The director of Region 13 of the National Labor Relations Board ruled last week that scholarship football players at Northwestern University were “employees” within the meaning of the National Labor Relations Act, and therefore entitled to hold an election to determine whether they wished to be represented by the College Athletes Players Association for purposes of collective bargaining.

The decision
The regional director concluded that current scholarship football players were “employees” under the Act because they performed services in return for payment under a contract for hire, and were subject to Northwestern’ s control or right of control.
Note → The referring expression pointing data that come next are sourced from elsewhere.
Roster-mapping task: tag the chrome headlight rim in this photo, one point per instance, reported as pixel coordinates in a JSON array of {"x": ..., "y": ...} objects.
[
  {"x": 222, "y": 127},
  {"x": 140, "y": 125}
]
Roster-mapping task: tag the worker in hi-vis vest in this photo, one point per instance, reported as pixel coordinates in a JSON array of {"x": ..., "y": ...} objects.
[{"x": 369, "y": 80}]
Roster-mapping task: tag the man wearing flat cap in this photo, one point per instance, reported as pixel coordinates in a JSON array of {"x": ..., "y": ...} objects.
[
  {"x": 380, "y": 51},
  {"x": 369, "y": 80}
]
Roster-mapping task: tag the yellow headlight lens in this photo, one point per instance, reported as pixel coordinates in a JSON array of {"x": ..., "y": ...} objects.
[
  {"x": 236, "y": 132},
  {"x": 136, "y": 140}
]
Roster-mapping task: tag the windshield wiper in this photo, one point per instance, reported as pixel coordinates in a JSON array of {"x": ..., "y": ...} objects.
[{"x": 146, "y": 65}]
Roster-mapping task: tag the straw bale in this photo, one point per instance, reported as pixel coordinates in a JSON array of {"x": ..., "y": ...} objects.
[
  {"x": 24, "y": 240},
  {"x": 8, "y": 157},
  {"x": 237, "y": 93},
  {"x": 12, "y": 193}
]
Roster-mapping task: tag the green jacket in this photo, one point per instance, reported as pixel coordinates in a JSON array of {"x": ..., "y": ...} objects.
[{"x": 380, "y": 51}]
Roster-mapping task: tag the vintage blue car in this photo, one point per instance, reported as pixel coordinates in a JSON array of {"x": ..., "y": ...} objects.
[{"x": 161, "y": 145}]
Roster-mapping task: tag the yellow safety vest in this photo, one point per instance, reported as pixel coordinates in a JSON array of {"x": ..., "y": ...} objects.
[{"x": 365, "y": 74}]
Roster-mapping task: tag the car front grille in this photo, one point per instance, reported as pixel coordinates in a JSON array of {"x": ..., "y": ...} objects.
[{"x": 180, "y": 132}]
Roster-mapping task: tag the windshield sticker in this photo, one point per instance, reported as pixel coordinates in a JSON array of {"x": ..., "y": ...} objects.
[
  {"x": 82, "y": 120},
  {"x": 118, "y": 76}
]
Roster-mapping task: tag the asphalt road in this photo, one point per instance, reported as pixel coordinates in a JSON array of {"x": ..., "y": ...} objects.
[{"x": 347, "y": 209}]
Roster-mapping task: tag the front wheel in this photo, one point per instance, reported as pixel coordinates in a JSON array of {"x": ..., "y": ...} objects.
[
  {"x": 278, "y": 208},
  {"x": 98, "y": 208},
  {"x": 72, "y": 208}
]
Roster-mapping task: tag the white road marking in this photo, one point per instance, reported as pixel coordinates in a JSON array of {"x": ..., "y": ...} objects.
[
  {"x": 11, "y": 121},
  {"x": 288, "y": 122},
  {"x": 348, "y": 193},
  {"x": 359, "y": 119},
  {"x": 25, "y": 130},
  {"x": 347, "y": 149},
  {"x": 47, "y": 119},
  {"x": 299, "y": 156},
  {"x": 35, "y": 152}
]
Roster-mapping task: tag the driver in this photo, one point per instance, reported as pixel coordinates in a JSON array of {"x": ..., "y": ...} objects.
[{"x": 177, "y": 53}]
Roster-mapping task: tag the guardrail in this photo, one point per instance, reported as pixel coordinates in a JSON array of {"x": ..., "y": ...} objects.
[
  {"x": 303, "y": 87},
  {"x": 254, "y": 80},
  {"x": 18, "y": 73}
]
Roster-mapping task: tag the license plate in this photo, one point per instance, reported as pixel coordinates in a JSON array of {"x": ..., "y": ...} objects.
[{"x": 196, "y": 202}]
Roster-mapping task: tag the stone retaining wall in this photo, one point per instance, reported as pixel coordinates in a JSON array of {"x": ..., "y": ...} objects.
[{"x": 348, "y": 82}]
Services were provided because scholarship players were recruited and admitted for their athletic talent, and generated substantial revenues for Northwestern. Control existed because players were held to strict schedules and rules covering nearly all aspects of players’ on- and off-field lives. The contract for hire was the applicable scholarship agreement.  Players received payment because the scholarships paid for their tuition, fees, room, board, and books. Players did not have wage or FICA taxes withheld and were not issued a W-2. But this has never been a requirement under NLRB precedent when analyzing whether payment was received for services.

The regional director distinguished  prior Board precedent in the Brown University case that held that graduate students receiving stipends were not employees under the Act. The regional director stated that scholarship football players were not primarily students because they spent an average of 50 hours per week on football-related tasks and only 20 hours for school tasks. Moreover, the regional director determined that the players’ athletic responsibilities did not constitute a core element of their educational degree requirements, and, unlike prior precedent, the compensation being received was not financial aid. Instead, players were required to perform services for their scholarships, and they could risk losing their scholarships if they did not perform.
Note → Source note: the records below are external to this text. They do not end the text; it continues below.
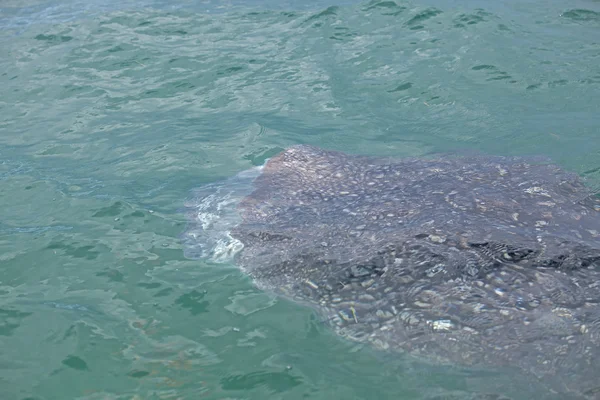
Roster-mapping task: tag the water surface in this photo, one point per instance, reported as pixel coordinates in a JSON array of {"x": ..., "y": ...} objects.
[{"x": 112, "y": 112}]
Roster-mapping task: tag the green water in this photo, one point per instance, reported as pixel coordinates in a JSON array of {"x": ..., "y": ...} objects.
[{"x": 111, "y": 113}]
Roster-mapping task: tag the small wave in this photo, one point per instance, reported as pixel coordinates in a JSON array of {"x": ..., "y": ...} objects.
[{"x": 212, "y": 213}]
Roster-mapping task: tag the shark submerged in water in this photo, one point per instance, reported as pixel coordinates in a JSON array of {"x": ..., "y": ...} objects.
[{"x": 489, "y": 261}]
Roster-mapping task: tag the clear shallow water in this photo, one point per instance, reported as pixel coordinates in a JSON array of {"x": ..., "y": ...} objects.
[{"x": 112, "y": 112}]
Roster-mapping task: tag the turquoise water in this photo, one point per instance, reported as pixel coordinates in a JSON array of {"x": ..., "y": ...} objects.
[{"x": 112, "y": 112}]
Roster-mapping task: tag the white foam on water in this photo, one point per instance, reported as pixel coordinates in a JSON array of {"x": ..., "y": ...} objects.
[{"x": 212, "y": 213}]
Employees under the Act are entitled to collectively bargain for the terms and conditions of their employment, including wages, hours, and terms of employment. Employers are prohibited from undertaking any act to interfere with employees’ rights or from retaliating against employees who exercise their rights. If the decision is upheld on appeal, players could demand pay, benefits, licensing rights for use of likenesses in promotional material, and restrictions on practice and game conditions. Moreover, coaches and athletic department personnel could be subject to unfair labor practice charges for a range of perceived or actual offenses.

Section 7 and 8 rights under the Act cover a wide range of policies and rules adopted by employers. Also, the Act covers employees who are not in a union. Employees not in a union may engage in concerted activity for mutual aid and protection with respect to wages and terms of employment. Thus, the decision could destroy the current foundation of NCAA rules governing scholarship athletes. Additionally, the decision might be a vehicle for the NLRB to reverse the Brown University holding  that other students on scholarship are not employees. Finally, the concept of “employee” status impacts other related fields such as wage and hour law, employment discrimination, workers compensation, and OSHA. The same reasoning and analysis could lead to scholarship athletes being classified as “employees” in these other areas of law.

Where do we go from here?
Although the NLRB does not have jurisdiction over public universities and colleges, most are subject to state-based labor relations acts that look to the National Labor Relations Act for persuasive guidance.

Athletic directors for private and public universities should consider several steps to best manage risk and potential liabilities.

  • Review the regional director’s decision.
  • Review scholarship agreements and offers to minimize the risk of having scholarship agreements characterized as contracts for hire.
  • Review academic standards and programs for scholarship athletes. Ensure that players are fulfilling academic requirements, and evaluate year-long commitments to athletic and academic requirements with an eye towards achieving balance between the two.
  • Review the programs, policies, and rules controlling scholarship athletes to ascertain what policies or rules can be eliminated or  revised to minimize “control.”
  • Ensure that personnel in athletic departments, especially coaching staffs and compliance department personnel, receive training in basic labor law principles.


DISCLAIMER: Because of the generality of this update, the information provided herein may not be applicable in all situations and should not be acted upon without specific legal advice based on particular situations.